39. FELGILD of FARNE:|
After St. Cuthbert died in 687 his hermitage on the Inner Fame Island was occupied by two hermits in succession. The first was Aethelwald (see last month). He died after 12 years as a hermit and was followed by Felgild.
Aethelwald had had to put up with a very draughty hermitage but when Felgild indicated that he wished to go there the bishop of the time, Eadfrith (the same man who wrote and painted the Lindisfarne Gospels) decided that the hermitage should be restored since, as Bede said, 'it was falling to pieces through age. So Felgild, now in his windproof oratory, had no use for the calfskin that his predecessor had used for creating a wind- proof corner. Enter the relic-hunters, asking for some relic of either Cuthbert or Aethelwald. Felgild decided to divide the calfskin among them, but first he tried an experiment. It seems that he suffered from some kind of rash and swelling of the face,which had got worse since he had taken up the solitary life. So he put part of the calfskin into water and washed his face with it. All the disfigurement disappeared. Bede had this story from a devout priest in his own monastery, who had seen Felgild's face both before and after!

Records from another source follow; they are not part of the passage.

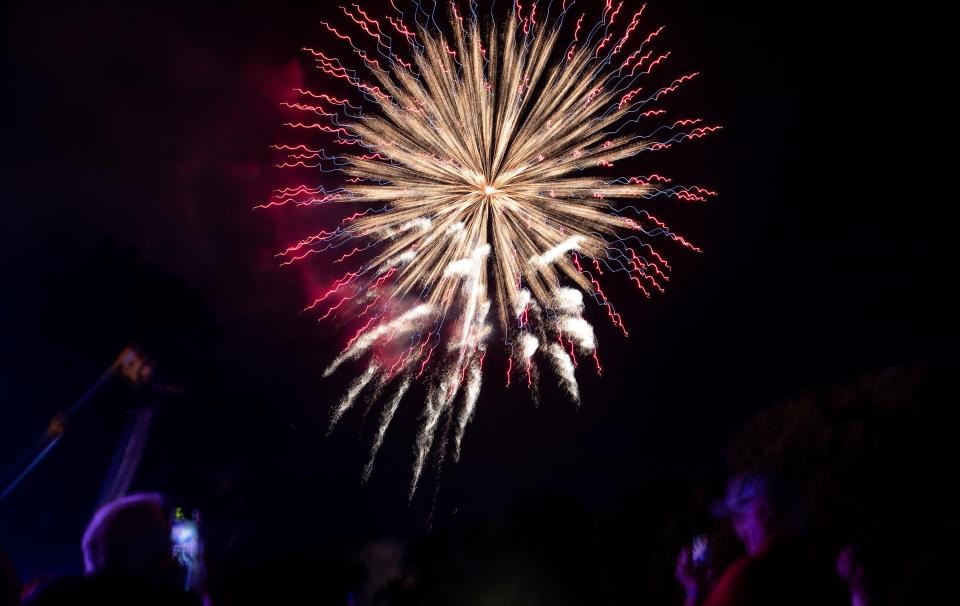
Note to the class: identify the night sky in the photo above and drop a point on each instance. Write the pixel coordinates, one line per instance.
(136, 144)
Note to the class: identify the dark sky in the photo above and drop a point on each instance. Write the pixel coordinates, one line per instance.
(136, 143)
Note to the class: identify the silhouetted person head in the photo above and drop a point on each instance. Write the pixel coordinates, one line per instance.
(129, 536)
(760, 507)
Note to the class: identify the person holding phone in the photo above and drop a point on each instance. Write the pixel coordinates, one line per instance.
(127, 559)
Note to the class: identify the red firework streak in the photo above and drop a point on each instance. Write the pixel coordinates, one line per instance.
(397, 335)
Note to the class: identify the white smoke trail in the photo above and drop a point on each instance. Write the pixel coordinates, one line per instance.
(352, 392)
(564, 369)
(548, 257)
(581, 331)
(385, 419)
(403, 323)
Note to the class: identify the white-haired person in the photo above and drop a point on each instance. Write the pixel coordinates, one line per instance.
(127, 559)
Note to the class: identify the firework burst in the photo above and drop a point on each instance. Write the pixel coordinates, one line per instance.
(479, 171)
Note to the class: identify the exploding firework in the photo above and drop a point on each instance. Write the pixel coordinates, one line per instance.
(479, 158)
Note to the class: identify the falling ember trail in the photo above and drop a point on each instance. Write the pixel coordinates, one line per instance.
(480, 159)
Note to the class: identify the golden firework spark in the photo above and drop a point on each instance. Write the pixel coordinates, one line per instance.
(480, 155)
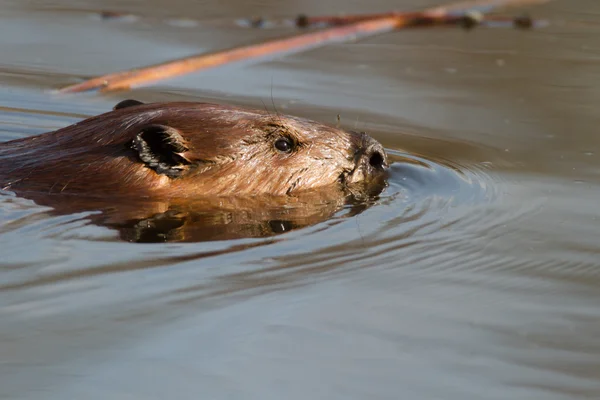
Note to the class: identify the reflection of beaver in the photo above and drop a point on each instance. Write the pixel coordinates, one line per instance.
(180, 150)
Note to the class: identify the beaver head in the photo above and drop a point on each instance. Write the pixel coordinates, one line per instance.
(190, 149)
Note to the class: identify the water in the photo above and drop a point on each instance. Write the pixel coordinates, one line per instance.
(474, 275)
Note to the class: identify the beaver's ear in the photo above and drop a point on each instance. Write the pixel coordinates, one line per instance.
(158, 146)
(127, 103)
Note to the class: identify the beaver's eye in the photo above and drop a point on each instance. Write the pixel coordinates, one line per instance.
(285, 145)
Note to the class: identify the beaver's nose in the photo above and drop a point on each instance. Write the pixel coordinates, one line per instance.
(374, 154)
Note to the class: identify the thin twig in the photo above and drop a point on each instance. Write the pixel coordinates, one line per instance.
(452, 13)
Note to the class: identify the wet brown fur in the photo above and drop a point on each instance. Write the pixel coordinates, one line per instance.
(226, 151)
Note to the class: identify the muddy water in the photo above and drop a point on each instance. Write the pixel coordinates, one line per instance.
(476, 274)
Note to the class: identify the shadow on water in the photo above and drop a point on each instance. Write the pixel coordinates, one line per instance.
(473, 275)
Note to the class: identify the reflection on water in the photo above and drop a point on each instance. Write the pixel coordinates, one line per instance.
(474, 274)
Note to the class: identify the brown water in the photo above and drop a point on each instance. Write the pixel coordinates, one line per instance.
(475, 276)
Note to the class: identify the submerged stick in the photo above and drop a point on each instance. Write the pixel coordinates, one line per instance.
(451, 13)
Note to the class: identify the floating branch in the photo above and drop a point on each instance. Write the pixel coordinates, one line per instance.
(467, 14)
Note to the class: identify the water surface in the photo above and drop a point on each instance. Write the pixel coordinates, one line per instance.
(475, 274)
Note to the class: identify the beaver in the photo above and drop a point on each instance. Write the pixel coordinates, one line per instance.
(188, 149)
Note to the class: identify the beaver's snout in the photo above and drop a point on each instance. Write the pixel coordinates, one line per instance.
(370, 160)
(375, 155)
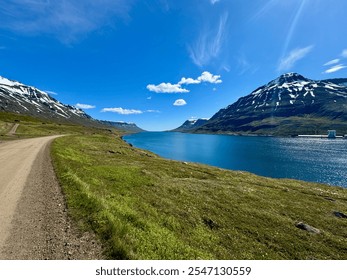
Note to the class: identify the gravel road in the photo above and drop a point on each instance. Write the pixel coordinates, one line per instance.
(33, 217)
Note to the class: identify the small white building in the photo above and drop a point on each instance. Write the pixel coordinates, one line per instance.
(331, 133)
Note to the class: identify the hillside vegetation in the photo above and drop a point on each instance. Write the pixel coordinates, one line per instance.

Felgild afterwards lived as a hermit there for many years, in complete freedom from this affliction, but nothing more is known of him.
We have no further information about hermits on the Inner Fame until after the Norman Conquest (1066). It may simply be that Bede died in 735, and no narrator of similar skill followed him.
We can be very sceptical about the miracles of this period, and many modem people are. But I have been struck by the number of times miracles are claimed through objects that have had some connection with a saint. For example, the wood of St. Oswald' cross worked miracles, as did the earth from the place where he died. The water in which St. Cuthbert's body was washed gave miraculous properties to the earth where it was poured away. We can't understand the early Middle Ages unless we can sympathise with people who really believed these things.
It was a different view of reality... and sometimes it worked!
Gildas was a Briton (not English), born about the year 500 in the northern kingdom of Strathclyde, but educated at a monastery in South Wales. For modern historians he is mainly important for a book he wrote when he was 43 years old called The Ruin of Britain. Although intended as a denunciation of the corruption of the supposedly Christian British rulers the book is prefaced by the only contemporary account we have of those confused years when parts of Britain, through the coming of the Anglo-Saxons, were being turned into England. Though very inaccurate the book is full of picturesque phrases e.g. he speaks of 'the foul hordes of the Scots and the Picts, like dark throngs of worms that wriggle out of narrow fissures in the rock when the sun is high and the weather grows warm'. As we might now say, they came out of the woodwork.
But in his own day Gildas was important not as a historian but as a monastic founder and reformer. Perhaps his book gave the impetus to many to seek an alternative society in the monasteries. Certainly it was just at this time that monasticism as it were exploded in the Celtic countries. Gildas appears to have been a leader among the British monks in Wales and also a very respected figure in Ireland. Irish monks became his disciples, and he both visited many Irish monasteries and wrote letters to them. There are also several dedications to 'Gildas' in Brittany, but it is not completely certain that this is not a different saint of the same name.
With us in Northumbria Gildas has a two-fold if rather remote connection. First, his work was read by and absorbed by our own historian Bede, whose thinking in part was shaped by it. Secondly, his encouragement in the early growth of Irish monasticism was to bear
fruit for us eventually in the mission of St. Aidan.
Gildas died in about 570. So he did not live to see the final ruin of Britain and the English conquest.